SAN FRANCISCO, Calif. -- The Federal Emergency Management Agency (FEMA) today announced that American Samoa will receive $145,000 from the Emergency Food and Shelter Program (EFSP) fund. This money will be distributed to help nonprofit and local government agencies feed the hungry, shelter the homeless and prevent hunger and homelessness during fiscal year 2001 (Oct. 1, 2000 through Sept. 30, 2001). More than $140 million will be distributed via EFSP nationwide.
"The Emergency Food and Shelter Program's supplemental funds continue to assist thousands of people facing non-disaster emergencies," said FEMA Director James Lee Witt. "Over the past 18 years, Congress has appropriated more than $2 billion for this program."
"The Emergency Food and Shelter National Board Program is an outstanding model of public/private partnership and this year's record setting appropriation is attributed to the stewardship by the National Board and the administration by the local agencies," said EFSP National Board Chairperson Kay Goss, who is FEMA's Associate Director for Preparedness, Training and Exercises. "Each year, the National Board develops a formula based on national unemployment and poverty rates to determine funding distribution." The EFSP National Board has representatives from the Salvation Army, American Red Cross, Catholic Charities USA, Council of Jewish Federations, The United Way, and The National Council of Churches.

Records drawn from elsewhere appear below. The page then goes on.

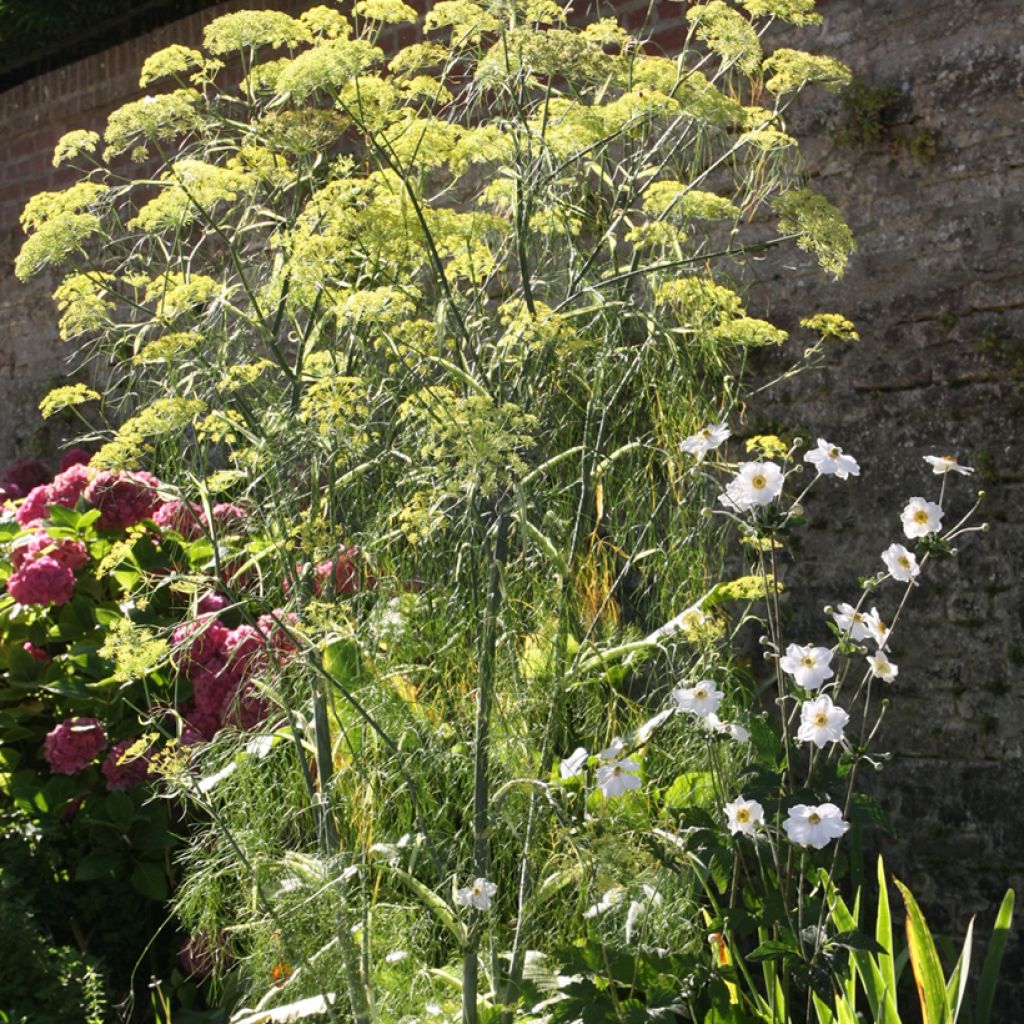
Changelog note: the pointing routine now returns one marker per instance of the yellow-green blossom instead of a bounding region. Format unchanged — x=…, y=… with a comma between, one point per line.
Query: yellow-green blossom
x=326, y=22
x=727, y=33
x=151, y=119
x=192, y=189
x=248, y=30
x=819, y=225
x=386, y=11
x=790, y=71
x=82, y=299
x=73, y=144
x=832, y=326
x=750, y=332
x=795, y=11
x=167, y=347
x=66, y=397
x=174, y=59
x=328, y=66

The public/private partnership carries through to the grassroots level as local boards determine how to use EFSP funds in their communities. Each jurisdiction (county/city) receiving EFSP funds establishes a local board whose composition mirrors the National Board. Local boards advertise the availability of funds, establish local priorities, select the nonprofit and government agencies to receive EFSP funding and monitor program compliance.
"We all take great pride in a program that so efficiently distributes federal funds by relying on a continuing partnership between FEMA and dedicated charitable organizations," Witt said. "With a minimum of paperwork and bureaucracy, the Emergency Food and Shelter Program is an example of how the federal government can help communities help themselves."